Oleh: Benny Kumbang (Editor) - 08 April 2016

Sungguh, Pratikno sama sekali tak menyangka kalau obrolannya awal Oktober 2014 lalu soal tata organisasi istana kepresidenan dengan Gubernur DKI Jakarta ketika itu Joko Widodo (Jokowi), membuat  ia harus duduk di kursi Menteri Sekretaris Negara. Ketika itu, Jokowi sudah dipastikan bakal terpilih sebagai Presiden RI. Padahal background nya adalah seorang pengajar dan S2 dan S3 nya bidang otonomi daerah.  Tapi, seperti falsafahnya yang selalu ia utarakan, “biarlah seperti air mengalir”. Ya, Pratikno pun mengalir mengikuti alur yang melaju. Seperti wawancara dengan Men’s Obsession yang mengalir dan akrab. Didampingi staf khusus dan Asisten Pribadinya, ia pun lancar bercerita tentang kiprah setahun lebih sebagai Mensesneg.

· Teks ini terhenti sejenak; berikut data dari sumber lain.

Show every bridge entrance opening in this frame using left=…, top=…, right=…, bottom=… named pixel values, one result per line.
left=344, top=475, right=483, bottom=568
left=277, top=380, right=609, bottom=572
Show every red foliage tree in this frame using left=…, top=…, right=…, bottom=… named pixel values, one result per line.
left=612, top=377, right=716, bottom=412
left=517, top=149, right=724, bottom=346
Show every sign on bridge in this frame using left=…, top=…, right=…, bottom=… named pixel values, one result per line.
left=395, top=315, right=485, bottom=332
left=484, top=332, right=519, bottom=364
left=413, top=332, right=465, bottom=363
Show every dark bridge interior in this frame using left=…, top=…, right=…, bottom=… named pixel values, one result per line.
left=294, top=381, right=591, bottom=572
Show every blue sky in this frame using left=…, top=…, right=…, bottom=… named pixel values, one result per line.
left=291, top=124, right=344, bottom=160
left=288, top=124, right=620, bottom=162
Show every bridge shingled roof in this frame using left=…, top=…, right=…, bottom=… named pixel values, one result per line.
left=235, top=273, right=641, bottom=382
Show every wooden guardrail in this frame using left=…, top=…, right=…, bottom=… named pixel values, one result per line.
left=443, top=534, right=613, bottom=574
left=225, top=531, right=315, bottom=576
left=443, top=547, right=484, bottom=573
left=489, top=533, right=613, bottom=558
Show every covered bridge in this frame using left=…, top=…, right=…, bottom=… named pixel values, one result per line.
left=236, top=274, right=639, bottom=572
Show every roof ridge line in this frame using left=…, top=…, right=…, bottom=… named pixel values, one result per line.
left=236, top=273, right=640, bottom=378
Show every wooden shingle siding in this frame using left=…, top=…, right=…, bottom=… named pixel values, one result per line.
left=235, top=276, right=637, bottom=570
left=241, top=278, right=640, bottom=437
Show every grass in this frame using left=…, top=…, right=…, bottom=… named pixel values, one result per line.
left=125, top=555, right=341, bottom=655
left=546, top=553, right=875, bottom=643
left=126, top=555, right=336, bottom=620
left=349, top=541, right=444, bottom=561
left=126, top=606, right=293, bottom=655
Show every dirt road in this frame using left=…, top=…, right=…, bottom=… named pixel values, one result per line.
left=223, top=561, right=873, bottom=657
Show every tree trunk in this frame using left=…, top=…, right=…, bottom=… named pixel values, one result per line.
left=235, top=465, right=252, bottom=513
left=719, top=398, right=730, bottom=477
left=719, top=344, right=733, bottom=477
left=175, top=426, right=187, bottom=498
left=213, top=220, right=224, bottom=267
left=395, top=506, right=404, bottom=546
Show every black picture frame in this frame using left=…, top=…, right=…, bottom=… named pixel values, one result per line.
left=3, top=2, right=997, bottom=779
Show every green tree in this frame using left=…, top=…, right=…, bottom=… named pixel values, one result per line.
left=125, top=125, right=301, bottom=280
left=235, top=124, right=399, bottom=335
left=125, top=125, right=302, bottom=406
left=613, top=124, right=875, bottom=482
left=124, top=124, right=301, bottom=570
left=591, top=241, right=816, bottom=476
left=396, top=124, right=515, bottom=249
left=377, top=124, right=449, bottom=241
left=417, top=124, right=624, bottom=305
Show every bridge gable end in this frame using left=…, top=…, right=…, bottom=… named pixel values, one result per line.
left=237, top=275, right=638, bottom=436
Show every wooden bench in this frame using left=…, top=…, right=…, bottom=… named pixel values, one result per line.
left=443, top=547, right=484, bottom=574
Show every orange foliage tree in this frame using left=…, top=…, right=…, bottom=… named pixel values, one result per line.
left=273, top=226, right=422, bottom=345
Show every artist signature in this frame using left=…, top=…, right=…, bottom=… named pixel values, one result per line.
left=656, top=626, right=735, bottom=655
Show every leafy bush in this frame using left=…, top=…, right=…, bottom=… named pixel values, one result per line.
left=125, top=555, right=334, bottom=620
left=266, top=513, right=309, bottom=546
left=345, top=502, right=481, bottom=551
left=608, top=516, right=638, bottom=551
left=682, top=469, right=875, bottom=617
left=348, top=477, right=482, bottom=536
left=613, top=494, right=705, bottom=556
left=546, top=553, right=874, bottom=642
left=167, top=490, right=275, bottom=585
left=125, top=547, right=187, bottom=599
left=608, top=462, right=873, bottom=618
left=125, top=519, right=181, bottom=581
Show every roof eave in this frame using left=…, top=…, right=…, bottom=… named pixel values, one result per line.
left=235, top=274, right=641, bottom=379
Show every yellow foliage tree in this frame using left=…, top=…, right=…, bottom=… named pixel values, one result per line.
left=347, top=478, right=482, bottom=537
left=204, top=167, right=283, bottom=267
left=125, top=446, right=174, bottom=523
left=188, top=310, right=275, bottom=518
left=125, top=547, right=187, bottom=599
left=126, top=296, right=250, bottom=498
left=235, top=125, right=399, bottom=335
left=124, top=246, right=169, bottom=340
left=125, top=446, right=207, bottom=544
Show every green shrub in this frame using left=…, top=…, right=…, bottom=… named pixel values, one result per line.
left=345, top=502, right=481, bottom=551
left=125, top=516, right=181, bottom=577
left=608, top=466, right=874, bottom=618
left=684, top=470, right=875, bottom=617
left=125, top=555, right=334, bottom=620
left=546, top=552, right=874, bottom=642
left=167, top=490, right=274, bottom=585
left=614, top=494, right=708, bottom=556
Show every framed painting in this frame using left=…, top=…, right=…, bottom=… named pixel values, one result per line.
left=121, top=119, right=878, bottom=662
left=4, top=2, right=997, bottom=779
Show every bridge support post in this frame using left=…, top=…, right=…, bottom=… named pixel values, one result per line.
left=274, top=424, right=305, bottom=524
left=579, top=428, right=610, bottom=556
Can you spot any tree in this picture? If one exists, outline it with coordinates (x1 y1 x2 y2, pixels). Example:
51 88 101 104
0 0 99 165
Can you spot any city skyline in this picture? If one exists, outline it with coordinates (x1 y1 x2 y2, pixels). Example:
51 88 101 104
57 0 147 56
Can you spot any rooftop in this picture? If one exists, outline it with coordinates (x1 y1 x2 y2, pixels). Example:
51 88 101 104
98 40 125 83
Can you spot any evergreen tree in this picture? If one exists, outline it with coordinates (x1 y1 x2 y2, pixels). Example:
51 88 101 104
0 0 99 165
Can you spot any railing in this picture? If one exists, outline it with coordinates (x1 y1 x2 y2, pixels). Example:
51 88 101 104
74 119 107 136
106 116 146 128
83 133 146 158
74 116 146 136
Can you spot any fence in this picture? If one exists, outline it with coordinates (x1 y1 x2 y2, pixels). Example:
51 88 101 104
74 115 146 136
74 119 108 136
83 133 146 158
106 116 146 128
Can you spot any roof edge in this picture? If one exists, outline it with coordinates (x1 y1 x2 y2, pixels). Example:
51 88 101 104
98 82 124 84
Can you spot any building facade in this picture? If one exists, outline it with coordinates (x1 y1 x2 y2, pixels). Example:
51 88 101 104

Bapak dari seorang akademisi dan sekarang menjadi menteri, apa perbedaan paling mencolok seorang menteri dan akademisi ?
Kalau akademisi banyak tahu, banyak bicara. Kalau jadi Mensesneg itu kan banyak tahu tapi sedikit bicara, bahkan nggak boleh bicara. Bukan merahasiakan, tapi justru bisa menimbulkan dampak yang tidak perlu. Memang Negara kan ada punya rahasia, tapi sekarang kan pak presiden malah justru suka keterbukaan. Dari anggaran sampe level mana, dibuatkan agar masyarakat tahu dan mengontrol. 


Bagaimana  kesan pertama menjalani tugas sebagai Mensesneg ?
Sebelum menjadi menteri, awal pertama itu hari Jum’at 24 Oktober 2014, udah langsung persiapan untuk perkenalan menteri. Saya diminta ikut rapat oleh presiden. Sampai waktu itu kan muncul berita, “Pratikno sudah memimpin rapat di Sekneg, persiapan pelantikan menteri”. Ada yang bilang saya ngga tahu diri, padahal waktu itu status saya ikut rapat karena diminta presiden.  Itulah ceritanya perkenalan menteri, hari Minggu saya dengan Pak Presiden berbicara mulai dari bagaimana perkenalan menteri ini. Waktu perkenalan menteri itu, kita menyiapkan bagaimana format perkenalannya. Usulannya bagian protokol kan waktu itu di ruang Kredensial, tempat penerimaan Dubes itu. Tapi berkembang menjadi di halaman tengah istana. Waktu itu saya belum Mensesneg, tapi karena diminta Presiden, ya sudah saya siapkan. Waktu itu Presiden tidak mau pakai podium. Saya meyakinkan ke teman-teman protokoler bahwa presiden kita ini, nggak mau yang begini-gini. Maka pakai standing mic saja, maunya sama, nggak mau keliatan lebih tinggi. Ya sudah, akhirnya pakai standing mic saja. Akhirnya Presiden dan Ibu Negara kedepan dulu, saya kan dipanggil yang pertama waktu itu, saya di kasih tau protokoler sama paspampres “pak, nanti berdiri satu meter dibelakang sebelah kanannya pak presiden.” Katanya.  Kemudian saya berdiri disebelah kanan pak presiden, satu meter dibelakangnya. Pak presiden nyariin saya, “pak Rektor, pak Rektor disini. Presiden panggil saya pak Rektor. Ya, kemudian saya disuruh maju ke depan selurusan dengan beliau. Jadi pak Presiden melanggar kebiasaan protokoler, itu pengalaman pertama dan juga pengalaman pertama bagi rekan-rekan di protokol.